I have a dirty little secret. It really isn’t something that I want to admit to but I feel that I must. I LOVE Jack Black. Okay, I know it is seems strange. After all, I’m a straight-laced woman over 55. Still, the fact remains that I LOVE Jack Black. Not all of his movies, of course, are in my film library. Like every other actors in the world, he has also had his share of flops and fizzles. However, I admit to putting a handful of his films in the very back of my video cabinet. All kidding aside, Black has the capability to bring a lot of wonderful qualities across on the big screen; not the least of which is a wonderful sense of self-deprecation. He has no problem laughing at himself and I find that very endearing. With all of that said, I also have to admit that I’m not a big fan of his latest film “Nacho Libre.”
Black plays a monastery cook who secretly longs for the rich, famous, and wealthy life of a pro-wrestler. Ignacio (Black) is tired of being the one that has to do all of the dirty work for his other “so called” brothers of the cloth. However, he is dedicated heart and soul to the poor orphans with which he lives. He longs to be able to provide them with fresh, nutritious food instead of the stale day-old nacho chips that he must figure out 1001 ways to prepare. When a new teacher comes to the monastery, Sister Encarnacion (played by Ana De La Regera), Ignacio becomes even more committed to changing his life. He joins forces with the homeless Esquelto (played by Hector Jimenez) to form a wrestling tag-team to enter a local amateur wrestling competition. They of course lose the match. However, the crowd so enjoys their hilarious antics that the pair is offered a weekly match. Try as they might, the duo loses at every turn which prevents them from progressing in the wrestling profession. They learn, however, that an open match is coming up that will allow the winner to compete with the wrestling champion Ramses. Black wants that opportunity more than anything and concocts a plan to win the match. To find out what happens from there, you’ll have to rent the movie. After all, I don’t want to give away the entire plot.
Black definitely has his moments in this film. He is endearing in his love for the orphans and his crush on the unattainable Sister Encarnacion. Unfortunately, for the most part, it seems that Black has to try too hard to make Ignacio a worth while character. Some of his antics to that end just feel forced and, therefore, fall flat.
Ana De La Regera as the Sister of Ignacio’s dreams is sweet, charming, and innocent; all the right things for this particular role. She doesn’t have a lot of screen time but she makes the most of the time that she does have.

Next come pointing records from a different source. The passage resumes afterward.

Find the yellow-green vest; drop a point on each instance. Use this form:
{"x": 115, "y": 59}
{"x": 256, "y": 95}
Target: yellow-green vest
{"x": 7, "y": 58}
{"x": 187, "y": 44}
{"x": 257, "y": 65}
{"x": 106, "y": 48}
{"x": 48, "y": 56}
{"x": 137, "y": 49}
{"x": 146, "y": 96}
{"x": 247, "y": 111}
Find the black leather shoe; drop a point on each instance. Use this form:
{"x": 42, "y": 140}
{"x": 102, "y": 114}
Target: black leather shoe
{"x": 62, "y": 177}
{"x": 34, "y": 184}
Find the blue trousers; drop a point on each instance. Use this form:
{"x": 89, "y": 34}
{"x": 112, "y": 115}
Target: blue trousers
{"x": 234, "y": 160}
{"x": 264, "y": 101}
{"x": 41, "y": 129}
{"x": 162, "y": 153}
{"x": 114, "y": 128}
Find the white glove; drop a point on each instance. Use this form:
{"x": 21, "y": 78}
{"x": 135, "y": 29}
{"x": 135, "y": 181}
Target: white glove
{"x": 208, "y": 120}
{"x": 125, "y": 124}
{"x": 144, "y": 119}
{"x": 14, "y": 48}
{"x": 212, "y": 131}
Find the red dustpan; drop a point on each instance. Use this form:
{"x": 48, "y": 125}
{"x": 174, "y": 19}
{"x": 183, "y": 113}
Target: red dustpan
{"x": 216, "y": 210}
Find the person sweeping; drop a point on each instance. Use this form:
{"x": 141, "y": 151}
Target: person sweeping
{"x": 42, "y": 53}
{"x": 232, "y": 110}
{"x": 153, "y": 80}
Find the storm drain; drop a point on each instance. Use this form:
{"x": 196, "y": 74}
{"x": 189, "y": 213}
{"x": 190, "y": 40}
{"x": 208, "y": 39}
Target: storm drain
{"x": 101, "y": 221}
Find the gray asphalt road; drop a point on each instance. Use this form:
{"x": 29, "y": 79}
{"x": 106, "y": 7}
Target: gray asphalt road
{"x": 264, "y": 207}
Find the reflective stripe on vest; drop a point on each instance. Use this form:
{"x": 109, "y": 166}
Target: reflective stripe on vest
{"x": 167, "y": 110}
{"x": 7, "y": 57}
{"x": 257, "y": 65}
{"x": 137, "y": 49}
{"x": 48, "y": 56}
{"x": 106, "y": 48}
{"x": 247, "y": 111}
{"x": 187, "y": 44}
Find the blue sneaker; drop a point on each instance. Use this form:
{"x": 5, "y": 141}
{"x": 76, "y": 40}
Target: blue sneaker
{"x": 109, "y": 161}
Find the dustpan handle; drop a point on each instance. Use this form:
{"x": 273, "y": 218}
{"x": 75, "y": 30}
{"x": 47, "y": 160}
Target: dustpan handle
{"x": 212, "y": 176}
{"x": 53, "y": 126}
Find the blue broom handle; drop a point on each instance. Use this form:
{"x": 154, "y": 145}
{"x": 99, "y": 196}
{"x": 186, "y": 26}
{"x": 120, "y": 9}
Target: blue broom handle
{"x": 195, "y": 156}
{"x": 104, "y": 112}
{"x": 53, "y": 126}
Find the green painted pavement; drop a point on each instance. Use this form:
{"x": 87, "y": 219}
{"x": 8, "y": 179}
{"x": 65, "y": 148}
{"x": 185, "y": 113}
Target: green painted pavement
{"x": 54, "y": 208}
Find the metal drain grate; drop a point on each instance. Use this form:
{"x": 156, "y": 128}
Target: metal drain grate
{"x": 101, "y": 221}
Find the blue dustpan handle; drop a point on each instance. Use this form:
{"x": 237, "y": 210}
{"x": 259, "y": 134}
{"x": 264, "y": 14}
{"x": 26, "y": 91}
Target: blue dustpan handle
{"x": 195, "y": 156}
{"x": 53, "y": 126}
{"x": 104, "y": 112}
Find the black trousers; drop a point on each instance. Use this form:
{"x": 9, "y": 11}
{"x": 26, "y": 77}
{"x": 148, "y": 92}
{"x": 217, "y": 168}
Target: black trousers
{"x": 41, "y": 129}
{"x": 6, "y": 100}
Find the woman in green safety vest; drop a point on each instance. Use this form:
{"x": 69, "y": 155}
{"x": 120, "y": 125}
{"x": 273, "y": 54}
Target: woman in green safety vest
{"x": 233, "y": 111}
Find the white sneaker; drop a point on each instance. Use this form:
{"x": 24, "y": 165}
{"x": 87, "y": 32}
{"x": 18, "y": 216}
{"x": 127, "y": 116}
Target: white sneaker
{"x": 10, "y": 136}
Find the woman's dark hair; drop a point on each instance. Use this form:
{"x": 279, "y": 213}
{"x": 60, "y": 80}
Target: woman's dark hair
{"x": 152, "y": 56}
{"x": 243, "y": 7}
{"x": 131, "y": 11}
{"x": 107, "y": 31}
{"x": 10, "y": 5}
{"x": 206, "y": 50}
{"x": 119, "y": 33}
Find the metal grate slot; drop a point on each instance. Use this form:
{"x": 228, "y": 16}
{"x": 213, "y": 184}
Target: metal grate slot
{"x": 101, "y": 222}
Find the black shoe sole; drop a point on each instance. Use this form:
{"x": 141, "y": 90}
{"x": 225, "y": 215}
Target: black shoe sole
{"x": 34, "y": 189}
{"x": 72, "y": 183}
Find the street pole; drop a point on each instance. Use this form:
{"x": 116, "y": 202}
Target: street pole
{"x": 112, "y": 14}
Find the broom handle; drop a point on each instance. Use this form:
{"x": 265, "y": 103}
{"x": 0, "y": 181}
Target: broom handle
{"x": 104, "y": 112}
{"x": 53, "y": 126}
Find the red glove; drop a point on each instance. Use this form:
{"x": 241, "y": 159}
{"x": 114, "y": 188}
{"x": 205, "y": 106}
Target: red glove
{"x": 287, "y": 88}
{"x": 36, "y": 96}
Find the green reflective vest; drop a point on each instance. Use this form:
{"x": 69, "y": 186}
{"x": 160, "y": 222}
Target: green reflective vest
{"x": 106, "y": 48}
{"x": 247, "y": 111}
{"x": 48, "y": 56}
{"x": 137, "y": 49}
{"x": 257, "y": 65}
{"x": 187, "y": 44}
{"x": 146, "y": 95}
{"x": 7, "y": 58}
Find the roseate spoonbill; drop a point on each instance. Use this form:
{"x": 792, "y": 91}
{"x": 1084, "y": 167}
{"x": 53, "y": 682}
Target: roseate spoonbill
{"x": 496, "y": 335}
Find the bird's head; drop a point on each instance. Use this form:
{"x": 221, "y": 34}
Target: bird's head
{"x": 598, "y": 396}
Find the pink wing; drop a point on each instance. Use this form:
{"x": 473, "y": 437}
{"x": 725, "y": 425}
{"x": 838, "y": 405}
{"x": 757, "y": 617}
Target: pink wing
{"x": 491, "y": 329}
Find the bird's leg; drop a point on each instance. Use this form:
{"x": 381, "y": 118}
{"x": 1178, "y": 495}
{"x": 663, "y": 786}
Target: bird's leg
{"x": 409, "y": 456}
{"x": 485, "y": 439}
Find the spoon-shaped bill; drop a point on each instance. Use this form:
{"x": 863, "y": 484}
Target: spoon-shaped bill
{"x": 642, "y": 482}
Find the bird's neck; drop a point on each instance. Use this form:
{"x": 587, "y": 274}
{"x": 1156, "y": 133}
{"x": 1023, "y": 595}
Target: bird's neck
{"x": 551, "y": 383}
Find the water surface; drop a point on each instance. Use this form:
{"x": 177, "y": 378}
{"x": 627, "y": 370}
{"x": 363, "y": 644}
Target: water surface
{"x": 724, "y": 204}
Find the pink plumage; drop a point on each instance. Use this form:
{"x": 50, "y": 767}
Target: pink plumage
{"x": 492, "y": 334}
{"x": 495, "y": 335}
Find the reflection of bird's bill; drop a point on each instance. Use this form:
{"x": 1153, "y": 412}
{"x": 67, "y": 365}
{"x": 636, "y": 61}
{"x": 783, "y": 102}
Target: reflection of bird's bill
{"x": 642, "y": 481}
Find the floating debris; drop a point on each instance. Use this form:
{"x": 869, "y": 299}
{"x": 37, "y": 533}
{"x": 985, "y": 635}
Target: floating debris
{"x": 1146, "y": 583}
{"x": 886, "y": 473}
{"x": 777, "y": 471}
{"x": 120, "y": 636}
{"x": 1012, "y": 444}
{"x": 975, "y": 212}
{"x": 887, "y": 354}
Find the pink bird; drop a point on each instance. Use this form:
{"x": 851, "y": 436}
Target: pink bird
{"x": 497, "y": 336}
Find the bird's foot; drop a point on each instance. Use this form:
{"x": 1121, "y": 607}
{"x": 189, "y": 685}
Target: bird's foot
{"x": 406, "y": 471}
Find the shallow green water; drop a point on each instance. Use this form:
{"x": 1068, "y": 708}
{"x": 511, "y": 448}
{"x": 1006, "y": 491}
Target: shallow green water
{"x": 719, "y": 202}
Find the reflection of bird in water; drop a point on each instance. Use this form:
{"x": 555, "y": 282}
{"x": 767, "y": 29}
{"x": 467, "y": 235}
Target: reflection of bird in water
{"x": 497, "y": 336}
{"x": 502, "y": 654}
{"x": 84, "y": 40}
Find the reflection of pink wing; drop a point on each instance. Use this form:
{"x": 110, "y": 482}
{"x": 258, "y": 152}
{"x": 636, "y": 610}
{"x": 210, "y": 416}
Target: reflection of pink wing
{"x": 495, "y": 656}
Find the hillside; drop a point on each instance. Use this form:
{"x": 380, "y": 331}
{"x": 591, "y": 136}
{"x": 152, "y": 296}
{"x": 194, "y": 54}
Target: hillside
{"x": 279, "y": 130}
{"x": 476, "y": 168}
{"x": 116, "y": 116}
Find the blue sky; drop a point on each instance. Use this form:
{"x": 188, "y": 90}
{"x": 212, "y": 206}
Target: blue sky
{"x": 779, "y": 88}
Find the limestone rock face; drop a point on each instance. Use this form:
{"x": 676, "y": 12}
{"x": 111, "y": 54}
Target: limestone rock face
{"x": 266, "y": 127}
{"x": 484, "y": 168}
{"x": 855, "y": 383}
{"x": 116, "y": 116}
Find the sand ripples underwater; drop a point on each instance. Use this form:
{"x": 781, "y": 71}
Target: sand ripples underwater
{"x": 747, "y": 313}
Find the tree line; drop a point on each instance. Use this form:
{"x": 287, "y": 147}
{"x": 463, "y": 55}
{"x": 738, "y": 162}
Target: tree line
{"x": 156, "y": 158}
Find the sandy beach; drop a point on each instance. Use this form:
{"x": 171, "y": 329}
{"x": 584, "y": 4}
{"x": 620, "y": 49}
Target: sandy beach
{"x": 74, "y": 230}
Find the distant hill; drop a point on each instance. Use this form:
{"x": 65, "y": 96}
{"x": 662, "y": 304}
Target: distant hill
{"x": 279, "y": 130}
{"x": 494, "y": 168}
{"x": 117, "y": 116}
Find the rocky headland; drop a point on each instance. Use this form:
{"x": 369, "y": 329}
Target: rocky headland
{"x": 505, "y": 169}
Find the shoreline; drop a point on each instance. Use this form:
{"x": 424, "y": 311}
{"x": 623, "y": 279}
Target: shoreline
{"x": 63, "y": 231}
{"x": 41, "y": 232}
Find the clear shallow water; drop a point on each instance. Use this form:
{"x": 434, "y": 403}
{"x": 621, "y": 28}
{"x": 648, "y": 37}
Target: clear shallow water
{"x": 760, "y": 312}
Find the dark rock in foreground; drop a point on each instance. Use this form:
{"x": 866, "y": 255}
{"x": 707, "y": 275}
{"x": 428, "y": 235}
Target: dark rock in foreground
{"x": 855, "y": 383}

Hector Jimenez also had some funny moments in the film, but like Black felt the need to try too hard. It left his character soulless. I don’t think the audience really cared what or if anything happened to him. And I’m not convinced that he was the proper foil to Black’s Ignacio.
Filmmaker Jared Hess has a knack for doing this type of “lovable loser” film. He has established his directing reputation in that genre. But this particular film just doesn’t quite live up to some of his previous work. Co-written with his wife, Jerusha, and noted screenwriter Mike White, the screenplay held a lot of promise but also just couldn’t quite deliver.
“Nacho Libre” is stocked with a cast of real-life wrestlers, which definitely brought some authenticity to the scenes in the ring. It is actually in the ring scenes that Black’s comedic genius excelled. His over the top physical humor blended well with the similarly over the top style of professional wrestling as a whole.
As much as I am loathe to do it to my buddy Jack, I have to give this movie only one star out of five and that is only for a few brief minutes of Black’s amazing comical timing and charm.
Nacho Libre is a Paramount Picture in conjunction with Nickelodeon Movies and Black & White Productions. Jack Black and Michael White produce it. At 92 minutes in length, the movie carries a PG rating.